In C2C12 cells, the expression of Runx2, OSX, ALP and OCN were distinctly decreased when transfected with si-Runx2 (BMP9 + si-Runx2) compared with RFP (BMP9 + RFP); and in co-transfection with miR-155 and si-Runx2 group (BMP9 + miR-155 + si-Runx2), the expression of these four bone-related genes were significantly increased compared with co-transfection with miR-155 and RFP group (BMP9 + miR-155 + RFP) (Fig. 9A). In the process of osteogenesis, after transfecting shBMPR2 (BMP9 + shBMPR2), the expression of Runx2, OSX, ALP and OCN were markedly decreased compared with control group (BMP9 + shNC); in co-transfected miR-155 and sh-BMPR2 group (BMP9 + miR-155 + sh-BMPR2), the expression of these four bone differentiation related genes was notably increased compared with co-transfected with miR-155 and shNC group (BMP9 + miR-155 + shNC) (Fig. 9B). The results obtained from MEF cells coincided with the results of C2C12 cells (Fig. 10), when co-transfected with miR-155 and si-Runx2 or sh-BMPR2, the expression of Runx2, OSX, ALP and OCN was remarkably increased compared with co-transfected with miR-155 and RFP or shNC, respectively. These data indicated that knockdown of Runx2 and BMPR2, respectively, the effect of miR-155 on the osteogenic differentiation induced by BMP9 was reduced. In conclusion, miR-155 inhibited osteogenic differentiation induced by BMP9 may be through repression of the expression of its target genes-Runx2 and BMPR2, which are, at least partially, quite important components in BMP signaling.

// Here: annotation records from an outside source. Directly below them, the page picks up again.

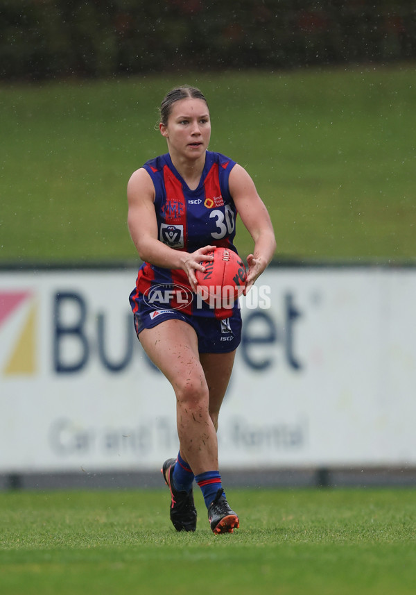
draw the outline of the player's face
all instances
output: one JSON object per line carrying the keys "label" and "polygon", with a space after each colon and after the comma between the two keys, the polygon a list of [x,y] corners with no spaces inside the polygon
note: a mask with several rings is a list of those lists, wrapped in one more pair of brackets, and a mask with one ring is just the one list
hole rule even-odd
{"label": "player's face", "polygon": [[176,101],[167,126],[159,125],[170,152],[187,159],[205,155],[211,136],[211,121],[207,103],[202,99],[187,97]]}

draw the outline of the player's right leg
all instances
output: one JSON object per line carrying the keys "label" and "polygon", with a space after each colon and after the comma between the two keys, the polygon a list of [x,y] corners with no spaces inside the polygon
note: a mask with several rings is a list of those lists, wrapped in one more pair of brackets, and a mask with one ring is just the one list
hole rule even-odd
{"label": "player's right leg", "polygon": [[[147,355],[171,382],[176,395],[180,452],[193,473],[218,469],[216,433],[209,415],[209,390],[193,328],[177,319],[164,320],[139,334]],[[165,461],[162,472],[171,490],[171,519],[177,530],[195,530],[196,510],[190,492],[176,489],[177,462]],[[193,476],[192,475],[192,477]]]}

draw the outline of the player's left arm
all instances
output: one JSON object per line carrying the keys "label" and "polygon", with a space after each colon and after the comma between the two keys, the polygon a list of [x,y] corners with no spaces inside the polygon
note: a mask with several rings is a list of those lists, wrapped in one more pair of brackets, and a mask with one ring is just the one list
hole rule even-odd
{"label": "player's left arm", "polygon": [[248,271],[245,295],[272,260],[276,249],[276,240],[270,215],[254,183],[238,163],[229,174],[229,186],[241,221],[254,242],[252,254],[247,257]]}

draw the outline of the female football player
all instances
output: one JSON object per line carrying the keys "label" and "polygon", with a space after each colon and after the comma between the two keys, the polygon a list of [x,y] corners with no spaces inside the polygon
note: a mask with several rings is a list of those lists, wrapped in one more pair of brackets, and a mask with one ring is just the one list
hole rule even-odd
{"label": "female football player", "polygon": [[[198,89],[170,91],[161,104],[159,128],[168,153],[145,163],[128,185],[128,227],[144,262],[130,301],[139,340],[176,396],[179,453],[162,468],[172,523],[178,531],[196,530],[195,480],[214,533],[232,533],[239,520],[221,485],[216,430],[240,342],[240,310],[238,303],[224,311],[197,299],[183,307],[172,289],[180,286],[193,295],[201,261],[211,260],[217,246],[236,252],[237,213],[254,241],[245,293],[270,262],[276,243],[249,174],[208,151],[209,110]],[[167,299],[149,299],[156,285],[166,290]],[[225,333],[228,338],[222,341]]]}

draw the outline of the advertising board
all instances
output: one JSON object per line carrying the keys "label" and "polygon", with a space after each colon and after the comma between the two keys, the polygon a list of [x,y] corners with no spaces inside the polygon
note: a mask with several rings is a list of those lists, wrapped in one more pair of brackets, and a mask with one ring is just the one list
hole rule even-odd
{"label": "advertising board", "polygon": [[[135,335],[135,276],[0,273],[0,472],[176,455],[173,392]],[[270,267],[241,299],[221,467],[416,464],[415,303],[412,268]]]}

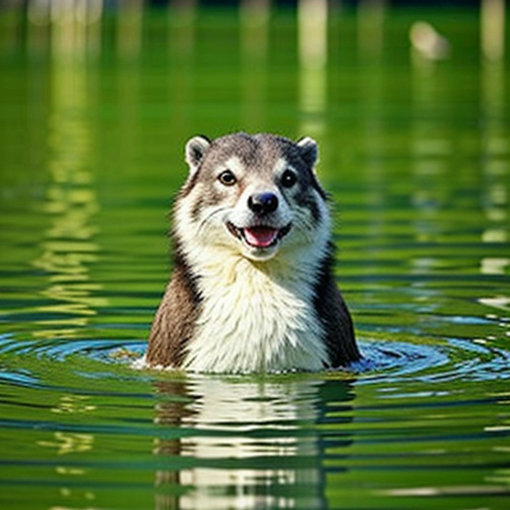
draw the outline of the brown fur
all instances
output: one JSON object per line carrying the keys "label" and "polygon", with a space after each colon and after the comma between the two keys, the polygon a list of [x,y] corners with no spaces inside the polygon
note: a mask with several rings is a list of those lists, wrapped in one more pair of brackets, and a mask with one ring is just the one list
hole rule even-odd
{"label": "brown fur", "polygon": [[192,278],[177,259],[152,322],[147,363],[164,367],[181,365],[183,348],[193,334],[198,316],[199,301]]}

To determine the consequences of miR-155 on osteogenic differentiation induced by BMP9 in vivo, we performed µCT analysis of heterotopic bones from 10-week-old female nude mice. The microarchitecture of bones were in accordance with data from cell culture experiments, µCT images of ectopic bones showed decreased trabecular bone volume in BMP9 + agomiR-155 group compared to BMP9 + NC group, while in BMP9 + antagomiR-155 group, the trabecular bone volume was increased compared with BMP9 + NC group (Fig. 11A). In µCT analyses, BMP9 + agomiR-155 group exhibited significant decrease in BMD, BV/TV and Tb.Th, but a significant increase in Tb.SP, there were no variances in Tb.N compared with BMP9 + NC group, respectively. On the contrary, antago-miR-155 elevated BV/TV and Tb.Th of the bones consequently, and had no effect on Tb.N, Tb.SP and BMD in the ectopic bone induction of BMP9 as well (Fig. 11B). After the µCT scan, all specimens were subjected to a histological study involving H&E staining and Masson's trichrome staining. In histological analyses, the results correspond to the results that we gained from cell culture in vitro. agomiR-155 inhibited the osteogenic differentiation of MEF cells induced by BMP9 in vivo, decreased trabecular bone mass, whereas antagomiR-155 reversed this phenomenon (Fig. 11C). The results of Masson's trichrome staining were very similar to the H&E staining in all the groups, showing that the chondrocytes were stained in BMP9 + antagomir-155 group more, but in BMP9 + agomiR-155 group, the staining was lighter compared with BMP9 + NC, respectively (Fig. 11D). Given the above, in vivo, agomiR-155 depressed the ectopic bone formation of MEF cells induced by BMP9, antagomiR-155 facilitated ectopic bone formation, conversely.